The excitement people felt from playing HQ caused the media to take notice. “TechCrunch was the first to report that HQ was a thing in, I think it was October 17, 2017,” says Kerry Flynn, a reporter at CNN. “And that was the first time I played, because I had heard rumors that the founders of Vine were working on something.”
Like Flynn said, its founders—Colin Kroll and Rus Yusupov—just so happened to be two of the three guys who created Vine, a social network based on looping videos. For a brief moment, Vine was the incubator for online culture. But it was bought by Twitter and, like so many beloved social networks, was eventually shut down.
Rus and Colin both walked away from the Vine sale as young millionaires with serious cred within the tech industry. But in the workplace, they couldn’t have been more different. Rus was obsessed with images, both those he designed and his own. Colin, on the other hand, loathed attention. He was smart and creative, but shy. In a lot of ways, Rus’s and Colin’s skills complemented each other, and once HQ started catching on, they saw a second chance to build something, and this time … really own it.
“It only took a month to reach being a viral sensation,” Flynn says. “And how I saw that is, anecdotally in New York, just going out to bars or anywhere and you would just see people at 9 o’clock take out their phone and you could tell that there was Scott Rogowsky just on their phone.”
Usually there’s a simple reason why something goes viral: It’s shocking, or hilarious, or rage-inducing, or it involves a really cute picture of a fluffy cat.
But I have a slightly more specific theory for why HQ caught on so quickly: It was filling an entertainment need that most people didn’t even know they had.
Over the past decade or so, access to television has become stupid easy. On-demand services like Netflix, Hulu, Amazon, and YouTube, coupled with the magical technology of DVRs, make it so that users can watch whatever they want, whenever they want. But a more flexible viewing schedule has also made watching TV less communal and more isolating. Even with the bounty of content available to choose from today, there’s still a hunger for something participatory.
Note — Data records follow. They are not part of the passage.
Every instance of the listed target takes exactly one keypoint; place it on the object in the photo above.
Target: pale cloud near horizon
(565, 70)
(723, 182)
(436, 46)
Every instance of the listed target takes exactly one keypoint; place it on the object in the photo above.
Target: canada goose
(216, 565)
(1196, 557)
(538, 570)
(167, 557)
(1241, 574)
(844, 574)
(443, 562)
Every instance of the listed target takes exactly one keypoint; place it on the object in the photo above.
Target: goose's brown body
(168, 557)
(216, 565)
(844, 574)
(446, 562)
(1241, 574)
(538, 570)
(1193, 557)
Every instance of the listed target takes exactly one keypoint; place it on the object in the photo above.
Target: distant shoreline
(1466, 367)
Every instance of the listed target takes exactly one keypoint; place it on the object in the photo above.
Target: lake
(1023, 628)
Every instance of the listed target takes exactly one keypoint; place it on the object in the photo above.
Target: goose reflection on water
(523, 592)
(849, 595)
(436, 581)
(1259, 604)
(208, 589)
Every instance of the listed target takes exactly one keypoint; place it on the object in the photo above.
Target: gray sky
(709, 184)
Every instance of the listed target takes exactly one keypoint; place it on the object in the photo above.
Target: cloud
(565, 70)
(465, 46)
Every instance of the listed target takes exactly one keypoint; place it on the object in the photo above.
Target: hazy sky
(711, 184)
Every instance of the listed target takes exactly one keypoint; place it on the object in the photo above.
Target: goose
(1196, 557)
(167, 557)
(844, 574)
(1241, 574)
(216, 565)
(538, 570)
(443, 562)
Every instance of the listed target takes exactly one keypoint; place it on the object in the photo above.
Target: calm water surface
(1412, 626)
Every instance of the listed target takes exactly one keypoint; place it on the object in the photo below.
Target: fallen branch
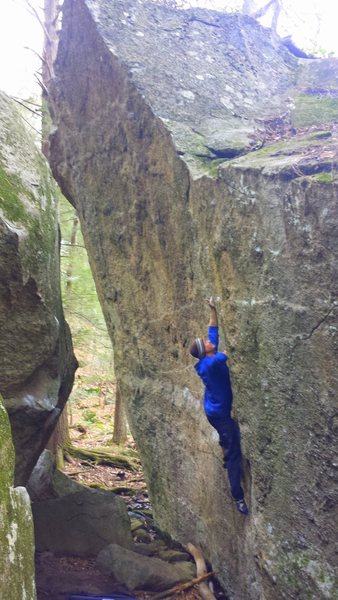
(201, 570)
(101, 457)
(182, 586)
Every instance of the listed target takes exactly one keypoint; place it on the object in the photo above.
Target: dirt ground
(91, 426)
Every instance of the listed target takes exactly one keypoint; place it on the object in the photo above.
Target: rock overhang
(227, 73)
(260, 234)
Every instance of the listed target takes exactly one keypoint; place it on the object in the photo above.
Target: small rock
(142, 572)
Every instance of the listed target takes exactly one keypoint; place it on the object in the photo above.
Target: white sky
(21, 35)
When I opened HQ and the game started streaming, I could actually see, from second to second, how many other people were playing along in the top left corner of my screen. As the game got bigger, having that reminder that thousands—eventually millions—of people were doing the same exact thing, at the same exact time, was just thrilling.
“When you’re in that game and you see that there’s over a million people, you feel like you’re at an important event,” says Rusty Wyner, an early employee at the company. “You’re at a live thing that’s happening, and it’s only important because there’s so many people. So I feel like that number makes anyone connected to it feel special.”
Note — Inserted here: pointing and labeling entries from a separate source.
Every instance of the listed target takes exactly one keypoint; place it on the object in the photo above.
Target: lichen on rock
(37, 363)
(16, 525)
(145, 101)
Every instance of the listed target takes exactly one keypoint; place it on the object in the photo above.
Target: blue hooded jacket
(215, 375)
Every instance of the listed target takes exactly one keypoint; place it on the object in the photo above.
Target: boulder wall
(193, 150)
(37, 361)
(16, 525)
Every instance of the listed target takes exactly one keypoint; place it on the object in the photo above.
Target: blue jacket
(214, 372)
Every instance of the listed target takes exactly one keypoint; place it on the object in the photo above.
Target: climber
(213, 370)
That’s no longer the case. Just like that, the tradition of playing HQ faded from workplaces across the U.S. No more afternoon games. No more Scott Rogowsky. HQ died, then it came back again. And now it’s just another app that used to be popular.
That sudden shift in attention is something I think about a lot.
I’m what they might call a lifelong “early adopter.” I grew up in a little town called Sunnyvale, California, smack dab in the middle of Silicon Valley. Both of my parents are engineers by education. Steve Jobs went to my high school, and the campuses of Apple, Yahoo, and Google are all a short drive away from my childhood home. I came of age at the dawn of the social internet—the era of Napster, AIM, and Xanga—and I joined Facebook back when you needed a college email address to get in. And like many other people my age, I have a long list of services and social networks that gave me a sense of community, that I loved to my core, and that are now completely nonexistent.
When I first started reporting on HQ, I wanted to know: Why do the things I love on the internet always die? What do we lose in our hypercharged attention economy? And is my own fleeting attention span to blame? But the further I got into the story, I found that HQ was also a cautionary tale. Of a company’s existential hand-wringing. Of a deeply dysfunctional work environment. And of the dangers of going too viral too early. HQ has had more than a few extra lives. Over the next eight episodes, we’ll re-live all of them.